As greves multiplicam-se, atingindo outras regiões. Em Odessa, amotinam-se os marinheiros do couraçado Potenkin (1º. de junho). Em outubro, o número de grevistas era calculado em um milhão, espalhados por todo o império. Nicolau II cede, prometendo liberdades cívicas e um parlamento eletivo, a Duma. Ao mesmo tempo, os menchevistas criavam em São Petersburgo o primeiro soviete (conselho) de operários. Entre os eleitos do primeiro soviete russo figurava um filho de israelitas chamado Lev Davidovitch Bronstein, cujo pseudônimo era Leon Trotsky. Partidário da internacionalização do marxismo, foi ele o criador do Exército Vermelho.

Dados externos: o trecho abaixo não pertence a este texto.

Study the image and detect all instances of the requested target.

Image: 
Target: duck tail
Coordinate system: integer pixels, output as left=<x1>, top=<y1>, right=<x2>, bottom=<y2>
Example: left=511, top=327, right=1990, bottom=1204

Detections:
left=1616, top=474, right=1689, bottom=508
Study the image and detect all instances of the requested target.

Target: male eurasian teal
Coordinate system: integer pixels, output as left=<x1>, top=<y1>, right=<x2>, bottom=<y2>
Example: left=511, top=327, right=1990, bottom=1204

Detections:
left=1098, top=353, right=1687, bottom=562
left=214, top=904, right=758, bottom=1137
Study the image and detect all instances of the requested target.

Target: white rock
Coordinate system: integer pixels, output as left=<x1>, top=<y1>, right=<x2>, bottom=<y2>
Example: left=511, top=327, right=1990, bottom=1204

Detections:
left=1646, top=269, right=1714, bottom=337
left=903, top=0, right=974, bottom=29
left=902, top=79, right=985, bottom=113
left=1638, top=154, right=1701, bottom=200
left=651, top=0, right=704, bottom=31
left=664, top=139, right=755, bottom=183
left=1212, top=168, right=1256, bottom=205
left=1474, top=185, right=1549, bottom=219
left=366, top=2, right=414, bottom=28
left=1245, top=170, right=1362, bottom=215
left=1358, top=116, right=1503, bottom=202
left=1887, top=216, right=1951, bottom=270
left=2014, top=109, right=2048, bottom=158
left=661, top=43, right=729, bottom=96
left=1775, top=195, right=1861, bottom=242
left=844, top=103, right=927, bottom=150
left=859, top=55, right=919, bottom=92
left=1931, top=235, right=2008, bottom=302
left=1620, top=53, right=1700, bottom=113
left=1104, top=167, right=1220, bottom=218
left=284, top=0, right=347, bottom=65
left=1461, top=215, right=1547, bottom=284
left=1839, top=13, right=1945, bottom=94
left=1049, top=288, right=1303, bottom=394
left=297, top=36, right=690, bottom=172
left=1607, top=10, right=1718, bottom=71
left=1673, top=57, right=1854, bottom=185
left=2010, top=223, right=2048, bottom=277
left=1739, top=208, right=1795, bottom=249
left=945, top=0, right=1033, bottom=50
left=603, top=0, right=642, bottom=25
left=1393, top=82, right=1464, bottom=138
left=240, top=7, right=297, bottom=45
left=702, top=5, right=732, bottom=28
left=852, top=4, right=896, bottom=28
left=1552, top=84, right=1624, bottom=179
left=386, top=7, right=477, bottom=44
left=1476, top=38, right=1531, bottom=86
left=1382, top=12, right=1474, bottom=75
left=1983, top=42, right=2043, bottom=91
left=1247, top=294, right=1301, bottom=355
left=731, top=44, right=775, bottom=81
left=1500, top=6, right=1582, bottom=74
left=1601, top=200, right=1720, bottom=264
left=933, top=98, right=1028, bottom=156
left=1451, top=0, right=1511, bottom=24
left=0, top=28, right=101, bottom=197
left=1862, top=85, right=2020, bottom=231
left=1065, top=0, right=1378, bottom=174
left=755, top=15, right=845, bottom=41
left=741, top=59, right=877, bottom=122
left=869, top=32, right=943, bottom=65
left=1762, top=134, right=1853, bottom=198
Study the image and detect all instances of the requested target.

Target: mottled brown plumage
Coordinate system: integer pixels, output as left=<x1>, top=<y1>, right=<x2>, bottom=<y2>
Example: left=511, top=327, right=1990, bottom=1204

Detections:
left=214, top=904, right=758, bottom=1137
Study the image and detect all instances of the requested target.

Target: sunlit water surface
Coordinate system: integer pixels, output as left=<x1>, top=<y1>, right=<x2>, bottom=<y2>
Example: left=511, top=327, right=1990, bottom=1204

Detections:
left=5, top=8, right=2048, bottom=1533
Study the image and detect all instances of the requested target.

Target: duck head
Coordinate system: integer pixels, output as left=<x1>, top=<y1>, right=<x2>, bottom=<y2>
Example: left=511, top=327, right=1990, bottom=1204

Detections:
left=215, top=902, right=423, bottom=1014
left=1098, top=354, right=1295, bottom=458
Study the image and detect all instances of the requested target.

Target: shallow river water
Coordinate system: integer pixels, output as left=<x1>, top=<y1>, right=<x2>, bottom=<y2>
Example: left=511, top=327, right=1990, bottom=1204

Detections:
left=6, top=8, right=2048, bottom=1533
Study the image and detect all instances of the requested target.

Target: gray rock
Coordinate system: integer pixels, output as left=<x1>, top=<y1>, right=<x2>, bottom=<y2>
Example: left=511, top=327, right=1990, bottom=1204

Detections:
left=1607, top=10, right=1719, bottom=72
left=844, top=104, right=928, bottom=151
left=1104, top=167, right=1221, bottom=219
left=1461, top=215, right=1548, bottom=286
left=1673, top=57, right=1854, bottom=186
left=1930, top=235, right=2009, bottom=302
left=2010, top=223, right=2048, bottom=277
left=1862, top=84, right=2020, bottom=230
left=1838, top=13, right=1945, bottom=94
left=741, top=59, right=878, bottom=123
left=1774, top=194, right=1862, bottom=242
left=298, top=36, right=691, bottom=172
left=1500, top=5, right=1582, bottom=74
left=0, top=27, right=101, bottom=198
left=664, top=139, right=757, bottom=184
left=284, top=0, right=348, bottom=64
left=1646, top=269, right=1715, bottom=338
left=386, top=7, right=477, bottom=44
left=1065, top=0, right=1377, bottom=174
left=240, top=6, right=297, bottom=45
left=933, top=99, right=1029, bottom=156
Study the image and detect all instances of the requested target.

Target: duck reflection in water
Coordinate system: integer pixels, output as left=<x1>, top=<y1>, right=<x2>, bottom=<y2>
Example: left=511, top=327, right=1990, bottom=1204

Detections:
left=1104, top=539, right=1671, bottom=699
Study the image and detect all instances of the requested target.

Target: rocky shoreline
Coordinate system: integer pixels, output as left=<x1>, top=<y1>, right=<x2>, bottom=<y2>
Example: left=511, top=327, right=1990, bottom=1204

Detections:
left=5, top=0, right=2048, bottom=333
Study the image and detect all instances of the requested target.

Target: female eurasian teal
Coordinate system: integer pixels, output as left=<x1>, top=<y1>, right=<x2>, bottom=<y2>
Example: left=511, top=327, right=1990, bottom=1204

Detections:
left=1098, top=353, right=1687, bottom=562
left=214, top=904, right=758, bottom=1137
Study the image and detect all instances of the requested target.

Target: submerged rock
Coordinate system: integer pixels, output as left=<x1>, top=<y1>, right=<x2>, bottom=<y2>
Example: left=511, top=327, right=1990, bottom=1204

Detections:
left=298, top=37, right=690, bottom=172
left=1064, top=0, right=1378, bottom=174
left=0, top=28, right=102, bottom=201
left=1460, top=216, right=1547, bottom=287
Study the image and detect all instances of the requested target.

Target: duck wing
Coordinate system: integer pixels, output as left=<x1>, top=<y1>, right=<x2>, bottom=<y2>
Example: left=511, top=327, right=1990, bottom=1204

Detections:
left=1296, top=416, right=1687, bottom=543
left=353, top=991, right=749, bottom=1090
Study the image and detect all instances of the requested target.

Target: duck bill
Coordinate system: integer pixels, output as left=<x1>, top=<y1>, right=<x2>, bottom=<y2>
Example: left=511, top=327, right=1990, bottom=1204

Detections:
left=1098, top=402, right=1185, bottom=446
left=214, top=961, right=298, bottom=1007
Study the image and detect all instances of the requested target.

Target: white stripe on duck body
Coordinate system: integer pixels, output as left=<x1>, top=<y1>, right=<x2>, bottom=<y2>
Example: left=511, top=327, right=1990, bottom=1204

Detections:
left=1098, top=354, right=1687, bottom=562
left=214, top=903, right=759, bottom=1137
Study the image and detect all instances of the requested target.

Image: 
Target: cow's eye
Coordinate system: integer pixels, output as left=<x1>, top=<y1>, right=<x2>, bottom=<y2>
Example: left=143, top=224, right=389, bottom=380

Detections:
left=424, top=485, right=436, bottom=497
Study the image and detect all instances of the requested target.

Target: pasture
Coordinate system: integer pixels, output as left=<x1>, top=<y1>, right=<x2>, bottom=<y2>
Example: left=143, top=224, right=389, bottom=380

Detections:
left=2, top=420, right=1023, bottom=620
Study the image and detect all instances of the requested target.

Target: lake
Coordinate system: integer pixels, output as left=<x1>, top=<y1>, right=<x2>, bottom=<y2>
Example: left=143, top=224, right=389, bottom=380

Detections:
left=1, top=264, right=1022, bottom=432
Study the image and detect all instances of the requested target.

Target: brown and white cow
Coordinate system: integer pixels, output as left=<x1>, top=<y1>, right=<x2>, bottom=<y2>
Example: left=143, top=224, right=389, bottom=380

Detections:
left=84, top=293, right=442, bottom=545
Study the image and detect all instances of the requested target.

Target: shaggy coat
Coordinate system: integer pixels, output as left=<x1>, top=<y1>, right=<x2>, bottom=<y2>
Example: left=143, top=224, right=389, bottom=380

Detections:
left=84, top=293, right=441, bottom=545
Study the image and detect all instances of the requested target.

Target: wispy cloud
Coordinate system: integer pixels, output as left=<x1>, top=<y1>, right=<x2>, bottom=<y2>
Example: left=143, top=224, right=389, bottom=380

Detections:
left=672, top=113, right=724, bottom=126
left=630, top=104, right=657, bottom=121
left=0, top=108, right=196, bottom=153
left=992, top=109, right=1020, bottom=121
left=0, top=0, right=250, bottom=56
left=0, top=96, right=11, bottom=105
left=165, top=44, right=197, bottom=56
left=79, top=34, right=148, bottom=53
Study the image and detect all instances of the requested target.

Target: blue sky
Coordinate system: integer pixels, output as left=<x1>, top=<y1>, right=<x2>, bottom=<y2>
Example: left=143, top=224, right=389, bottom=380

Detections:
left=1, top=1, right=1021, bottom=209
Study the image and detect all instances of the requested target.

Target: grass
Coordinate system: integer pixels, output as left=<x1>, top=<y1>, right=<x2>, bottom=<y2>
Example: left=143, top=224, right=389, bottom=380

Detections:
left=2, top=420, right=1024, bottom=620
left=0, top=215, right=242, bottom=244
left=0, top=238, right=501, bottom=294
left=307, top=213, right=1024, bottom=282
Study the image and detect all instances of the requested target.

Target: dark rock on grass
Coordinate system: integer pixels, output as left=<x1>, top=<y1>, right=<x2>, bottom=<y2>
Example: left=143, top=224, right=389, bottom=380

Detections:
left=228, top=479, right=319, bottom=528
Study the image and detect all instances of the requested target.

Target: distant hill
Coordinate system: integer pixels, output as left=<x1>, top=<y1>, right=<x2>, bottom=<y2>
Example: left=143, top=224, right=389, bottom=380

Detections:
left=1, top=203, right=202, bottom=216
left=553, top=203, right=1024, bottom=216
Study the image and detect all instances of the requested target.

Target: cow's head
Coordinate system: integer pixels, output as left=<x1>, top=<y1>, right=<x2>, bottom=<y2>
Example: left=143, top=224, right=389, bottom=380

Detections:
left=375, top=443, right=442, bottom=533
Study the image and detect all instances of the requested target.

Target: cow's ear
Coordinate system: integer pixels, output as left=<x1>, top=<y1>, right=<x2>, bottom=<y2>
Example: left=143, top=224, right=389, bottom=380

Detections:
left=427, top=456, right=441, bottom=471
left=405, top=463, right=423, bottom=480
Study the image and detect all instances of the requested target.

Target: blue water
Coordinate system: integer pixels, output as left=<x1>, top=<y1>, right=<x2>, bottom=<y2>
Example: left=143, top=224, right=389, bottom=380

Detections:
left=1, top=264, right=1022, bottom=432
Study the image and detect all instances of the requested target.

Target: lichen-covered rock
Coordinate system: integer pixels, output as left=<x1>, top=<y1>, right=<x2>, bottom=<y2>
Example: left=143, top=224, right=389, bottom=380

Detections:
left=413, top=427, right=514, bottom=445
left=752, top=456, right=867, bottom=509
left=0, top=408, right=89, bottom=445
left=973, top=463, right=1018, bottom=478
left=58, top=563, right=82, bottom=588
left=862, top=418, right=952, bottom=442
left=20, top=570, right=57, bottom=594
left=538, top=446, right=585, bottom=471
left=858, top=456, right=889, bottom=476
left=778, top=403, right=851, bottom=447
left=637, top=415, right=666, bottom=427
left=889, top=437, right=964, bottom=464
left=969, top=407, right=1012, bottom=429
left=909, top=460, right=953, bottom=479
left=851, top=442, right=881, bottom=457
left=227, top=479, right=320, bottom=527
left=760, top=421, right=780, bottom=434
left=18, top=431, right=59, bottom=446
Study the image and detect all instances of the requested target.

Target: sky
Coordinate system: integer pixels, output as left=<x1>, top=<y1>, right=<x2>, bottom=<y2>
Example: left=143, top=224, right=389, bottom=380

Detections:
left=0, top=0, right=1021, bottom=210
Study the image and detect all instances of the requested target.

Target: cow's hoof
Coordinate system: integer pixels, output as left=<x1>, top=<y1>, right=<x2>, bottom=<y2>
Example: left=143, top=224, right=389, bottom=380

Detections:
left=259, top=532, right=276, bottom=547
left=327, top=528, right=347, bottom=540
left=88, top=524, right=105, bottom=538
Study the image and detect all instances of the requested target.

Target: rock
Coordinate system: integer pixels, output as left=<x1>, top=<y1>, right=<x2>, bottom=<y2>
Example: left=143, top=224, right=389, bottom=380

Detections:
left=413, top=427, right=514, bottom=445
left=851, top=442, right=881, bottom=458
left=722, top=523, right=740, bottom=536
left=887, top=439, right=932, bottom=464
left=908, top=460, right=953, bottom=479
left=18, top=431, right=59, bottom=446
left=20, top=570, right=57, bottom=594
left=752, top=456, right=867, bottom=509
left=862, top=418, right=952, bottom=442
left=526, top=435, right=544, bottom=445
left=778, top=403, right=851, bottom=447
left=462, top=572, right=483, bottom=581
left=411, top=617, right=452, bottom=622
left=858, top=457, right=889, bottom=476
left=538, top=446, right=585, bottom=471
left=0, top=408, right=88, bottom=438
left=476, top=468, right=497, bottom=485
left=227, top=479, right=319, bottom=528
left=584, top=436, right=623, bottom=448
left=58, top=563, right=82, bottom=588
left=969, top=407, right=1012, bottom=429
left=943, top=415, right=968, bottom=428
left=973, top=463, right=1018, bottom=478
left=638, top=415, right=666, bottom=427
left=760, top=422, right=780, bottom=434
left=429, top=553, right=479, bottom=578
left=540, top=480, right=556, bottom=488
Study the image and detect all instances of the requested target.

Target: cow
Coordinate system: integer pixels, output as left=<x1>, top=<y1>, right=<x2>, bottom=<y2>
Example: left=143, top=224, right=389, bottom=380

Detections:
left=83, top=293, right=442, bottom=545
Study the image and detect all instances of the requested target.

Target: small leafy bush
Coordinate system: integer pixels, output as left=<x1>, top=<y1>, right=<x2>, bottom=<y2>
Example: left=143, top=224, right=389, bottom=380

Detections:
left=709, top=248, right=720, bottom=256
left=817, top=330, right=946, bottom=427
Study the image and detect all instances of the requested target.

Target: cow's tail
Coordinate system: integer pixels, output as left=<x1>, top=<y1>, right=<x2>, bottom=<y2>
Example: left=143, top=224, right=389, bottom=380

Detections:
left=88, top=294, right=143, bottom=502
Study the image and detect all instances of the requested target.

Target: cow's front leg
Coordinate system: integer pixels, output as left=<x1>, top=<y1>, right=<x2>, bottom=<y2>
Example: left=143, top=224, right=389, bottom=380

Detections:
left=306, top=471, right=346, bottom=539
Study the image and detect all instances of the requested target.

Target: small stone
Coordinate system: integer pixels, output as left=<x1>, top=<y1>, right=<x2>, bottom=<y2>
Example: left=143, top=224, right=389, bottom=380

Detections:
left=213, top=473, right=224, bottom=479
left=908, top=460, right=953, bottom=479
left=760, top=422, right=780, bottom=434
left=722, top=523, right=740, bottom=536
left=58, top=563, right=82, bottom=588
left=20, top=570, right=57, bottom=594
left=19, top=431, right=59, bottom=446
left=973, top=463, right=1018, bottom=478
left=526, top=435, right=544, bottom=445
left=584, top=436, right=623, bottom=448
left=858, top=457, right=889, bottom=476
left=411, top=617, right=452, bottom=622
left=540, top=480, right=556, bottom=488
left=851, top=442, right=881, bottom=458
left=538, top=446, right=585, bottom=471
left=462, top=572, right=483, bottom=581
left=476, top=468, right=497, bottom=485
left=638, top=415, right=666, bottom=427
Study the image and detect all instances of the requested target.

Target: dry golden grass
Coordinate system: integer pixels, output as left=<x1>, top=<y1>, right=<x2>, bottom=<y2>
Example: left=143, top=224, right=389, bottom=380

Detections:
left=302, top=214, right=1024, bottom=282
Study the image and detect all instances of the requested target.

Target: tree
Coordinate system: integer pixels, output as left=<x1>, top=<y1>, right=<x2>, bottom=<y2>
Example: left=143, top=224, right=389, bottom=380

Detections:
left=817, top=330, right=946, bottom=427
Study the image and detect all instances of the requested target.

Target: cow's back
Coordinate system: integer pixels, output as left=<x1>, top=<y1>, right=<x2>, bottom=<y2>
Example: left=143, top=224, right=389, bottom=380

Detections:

Lenine entra no país mas vê-se forçado a fugir em 1906. Em 1908, os bolchevistas instalavam seu centro de atividades em Paris.

Abundância indesejada

Os focos de agitação continuam atuando nos anos seguintes, mas com menor intensidade e reprimidos pelas tropas imperiais. A Duma é sucessivamente dissolvida e reeleita. O primeiro-ministro Stolypin executa uma política de incentivo aos pequenos proprietários, os Kulaks, nova classe surgida após a emancipação dos camponeses, em 1861. A produção aumenta, as greves diminuem, os anarquistas são contidos. Não obstante o sucesso de sua política (ou talvez por isso), Stolypin foi assassinado num teatro, na presença da família imperial, em 1911. No ano seguinte, elege-se a 4a. Duma. Os assassinatos políticos chegaram a duas centenas.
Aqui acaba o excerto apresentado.